The phone rang early this a.m. Ordinarily, early a.m. phone calls are either disasters or my friend J calling because some new symptom makes her think she has cancer. Neither disaster nor phobias this a.m...the caller was my mother full of enthusiasm and tales of a night of interesting dreams. Her usual state of mind at 7 a.m. is befuddled if she's even awake at all. This caller, however, was my previous mom working with parts of her brain's frontal lobe that haven't fired in weeks.

Friday, June 15, 2007

Jacking up granny

My mother is increasingly dispirited and contentless as the result of numerous 'mini-strokes.' Doubtless over the last 5 years, and certainly in the last few months, she has lost small glumps of neurons to these little vascular blows, no one of which notable in its effects, but collectively devastating.
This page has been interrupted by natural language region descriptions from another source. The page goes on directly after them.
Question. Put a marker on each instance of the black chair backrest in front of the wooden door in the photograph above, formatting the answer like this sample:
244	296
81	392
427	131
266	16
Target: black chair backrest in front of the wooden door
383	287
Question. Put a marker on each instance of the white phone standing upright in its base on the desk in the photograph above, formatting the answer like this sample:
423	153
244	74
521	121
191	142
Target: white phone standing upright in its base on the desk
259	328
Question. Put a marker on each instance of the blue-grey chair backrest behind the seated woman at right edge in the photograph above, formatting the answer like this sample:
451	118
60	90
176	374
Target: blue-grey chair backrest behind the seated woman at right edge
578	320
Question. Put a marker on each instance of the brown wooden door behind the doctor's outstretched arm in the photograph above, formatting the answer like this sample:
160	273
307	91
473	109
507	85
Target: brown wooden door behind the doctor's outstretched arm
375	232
As a result, certain critical connections have been lost, and now they've become numerous enough to leave her more than a bit unstuck in time and space.
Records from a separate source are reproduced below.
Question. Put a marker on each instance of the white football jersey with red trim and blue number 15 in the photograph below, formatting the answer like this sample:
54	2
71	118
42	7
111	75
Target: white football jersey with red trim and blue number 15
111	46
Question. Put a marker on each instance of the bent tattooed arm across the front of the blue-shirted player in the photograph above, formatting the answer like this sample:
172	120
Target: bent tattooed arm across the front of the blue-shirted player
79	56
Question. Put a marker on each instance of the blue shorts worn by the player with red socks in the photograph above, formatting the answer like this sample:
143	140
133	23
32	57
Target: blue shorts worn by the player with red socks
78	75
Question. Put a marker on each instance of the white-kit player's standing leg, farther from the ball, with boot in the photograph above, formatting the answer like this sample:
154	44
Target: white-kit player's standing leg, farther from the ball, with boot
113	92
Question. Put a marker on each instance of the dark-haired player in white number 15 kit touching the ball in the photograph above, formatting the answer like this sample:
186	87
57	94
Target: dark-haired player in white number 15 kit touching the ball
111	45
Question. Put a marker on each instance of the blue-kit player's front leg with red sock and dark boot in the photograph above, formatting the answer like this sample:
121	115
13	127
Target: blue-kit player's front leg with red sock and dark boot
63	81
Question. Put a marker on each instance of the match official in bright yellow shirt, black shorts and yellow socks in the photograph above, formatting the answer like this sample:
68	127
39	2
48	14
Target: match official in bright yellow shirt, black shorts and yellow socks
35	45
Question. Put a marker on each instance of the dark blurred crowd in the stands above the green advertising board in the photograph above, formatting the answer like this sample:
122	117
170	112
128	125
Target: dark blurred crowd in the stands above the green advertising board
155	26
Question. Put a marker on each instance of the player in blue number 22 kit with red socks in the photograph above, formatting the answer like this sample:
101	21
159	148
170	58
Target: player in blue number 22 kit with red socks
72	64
As I sat and talked with her today--or rather she sat and I talked--I wondered if a little nudge to the noggin might not improve her situation. Ritalin certainly restores content to the distracted teenaged brain--so why not to the ischemic elderly one?

I used my handy daughter-as-doctor option to implement the plan on the spot. 5 mg. of Ritalin and one hour later, the change was astounding. She began adding her own observations to my conversational gambits, putting together concepts, pulling up related memories, and, best of all, when her sister called to chat, began laughing with pleasure over a story my aunt shared.
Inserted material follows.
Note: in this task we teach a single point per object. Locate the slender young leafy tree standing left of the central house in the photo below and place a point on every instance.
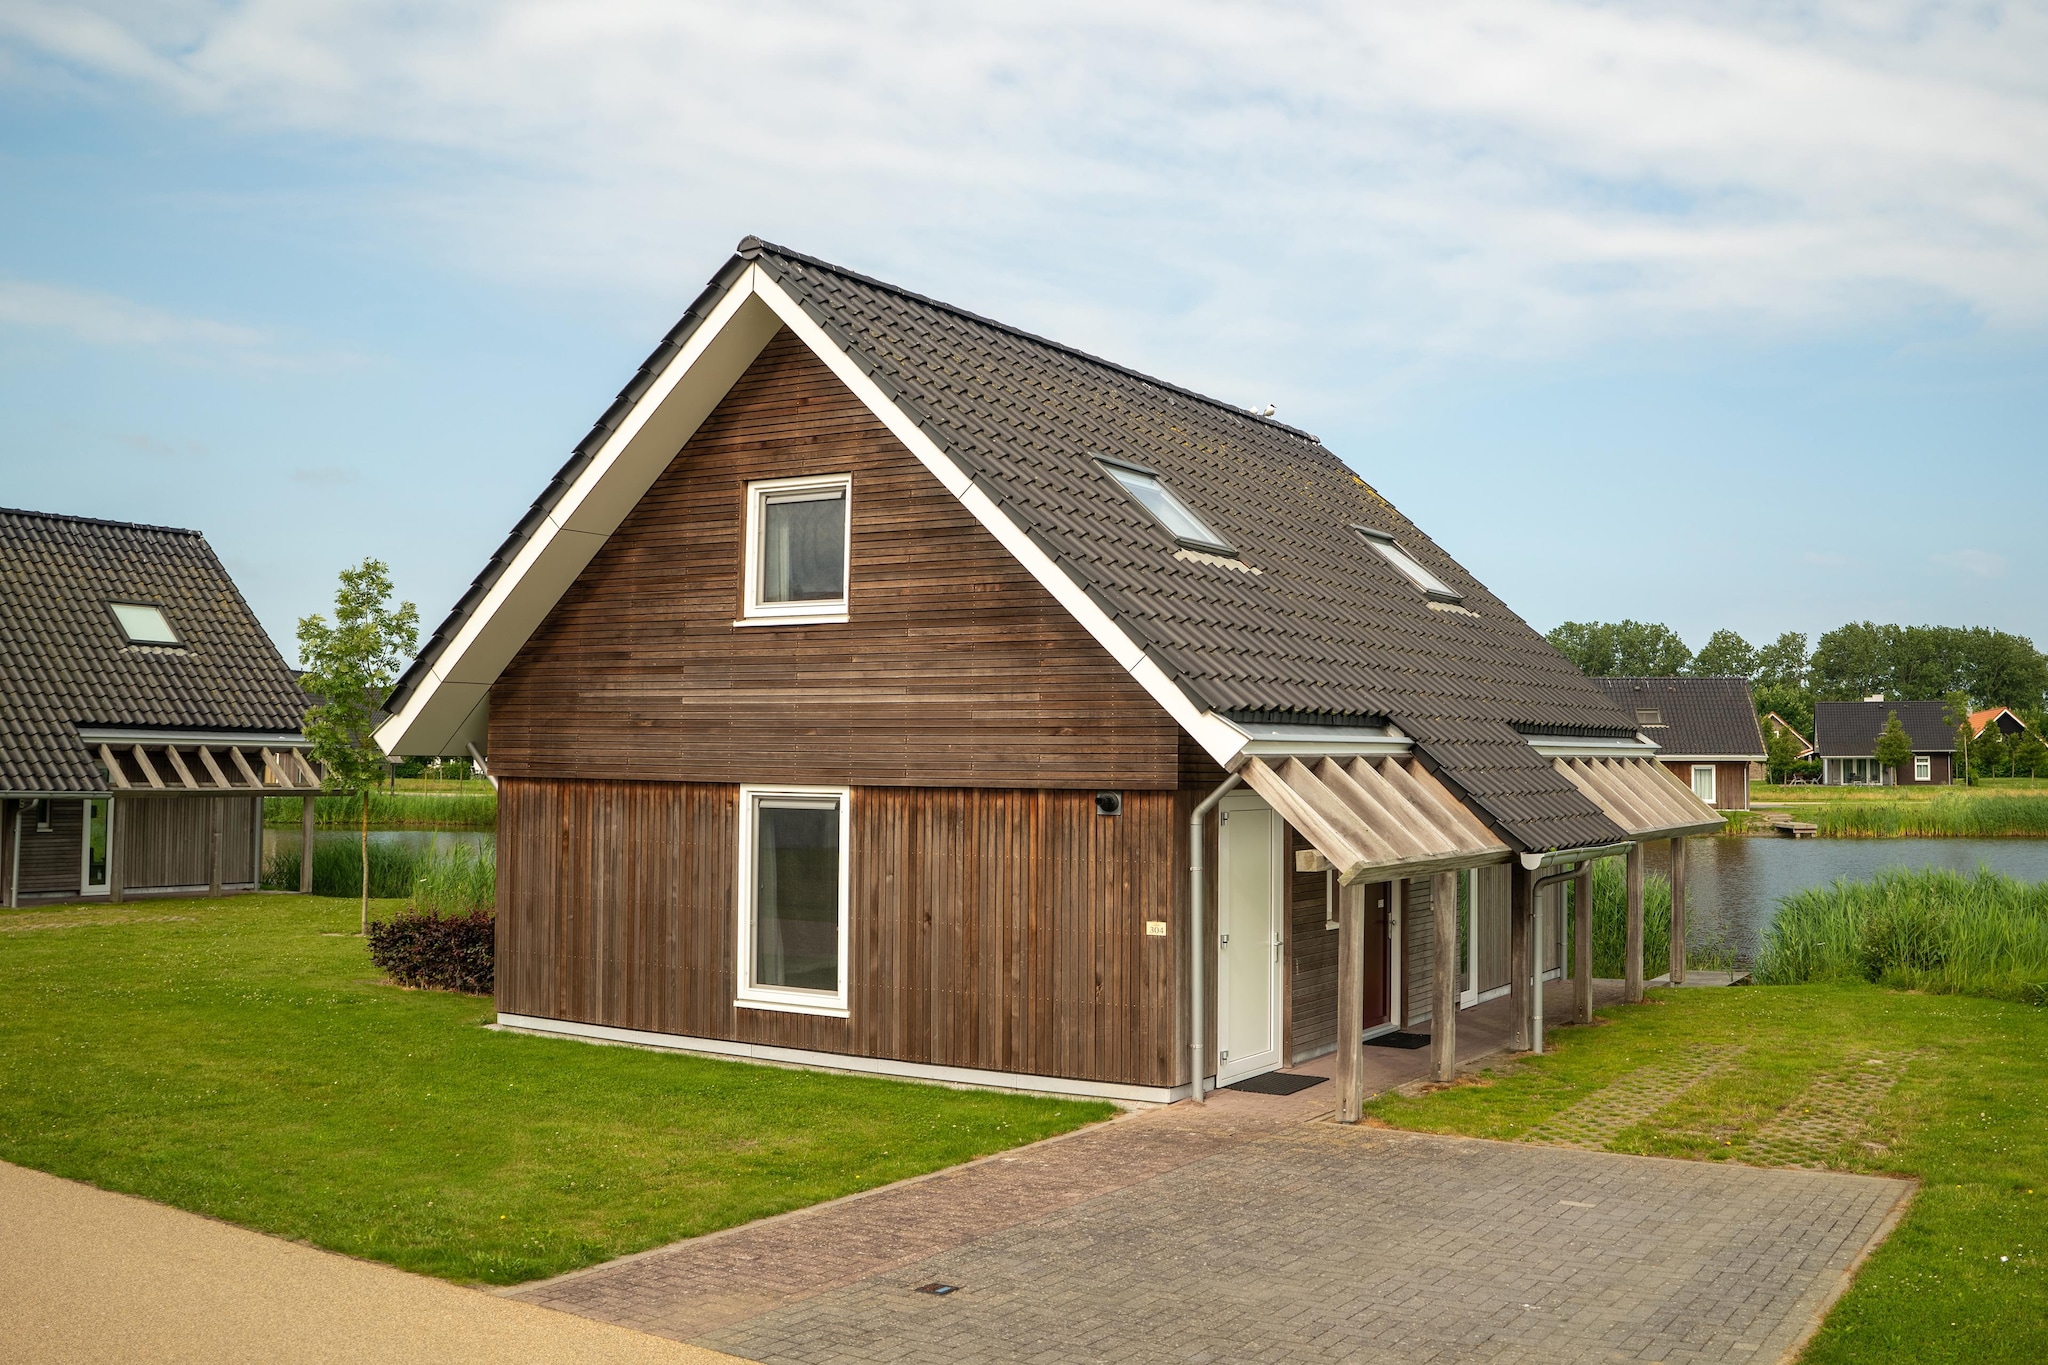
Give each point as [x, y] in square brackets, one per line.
[349, 670]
Her blood pressure rose from 80/60 (barely enough to pump blood up north to the head) to 134/80. While an increase in blood pressure and heart rate might not necessarily be the best long-term option for old hearts, the pleasure of laughter is worth it for us.

Monday, June 11, 2007

In praise of chiropractors

What does the aging parent of a soon-to-be college student do after a day at freshman orientation?

Speed down I-25 from Greeley to Denver, scarcely able to flex my right knee to hold the accelerator steady at 80 MPH. What was the big hurry? Had to get that aching knee and its cracked lateral meniscus to the local chiropractor before his office shut down for the day. And I made that university to office drive in one hour and 10 minutes door to door.

Now Dr. Visentin, the capable if somewhat unusual chiropractor who practices next door to The Mozart Lounge whose patrons smoke out front on the sidewalk for want of an outdoor patio, is not going to fix my aging meniscus. There's no give-backs on damaged cartilage. He can and did, however, line up my knee as best it could be lined after I stumbled and jerked it into misalignment this a.m. as I rushed to get the incipient student out of his bed.

If it takes a village to keep a half-century-plus doctor on her toes, count Dr. V in my census.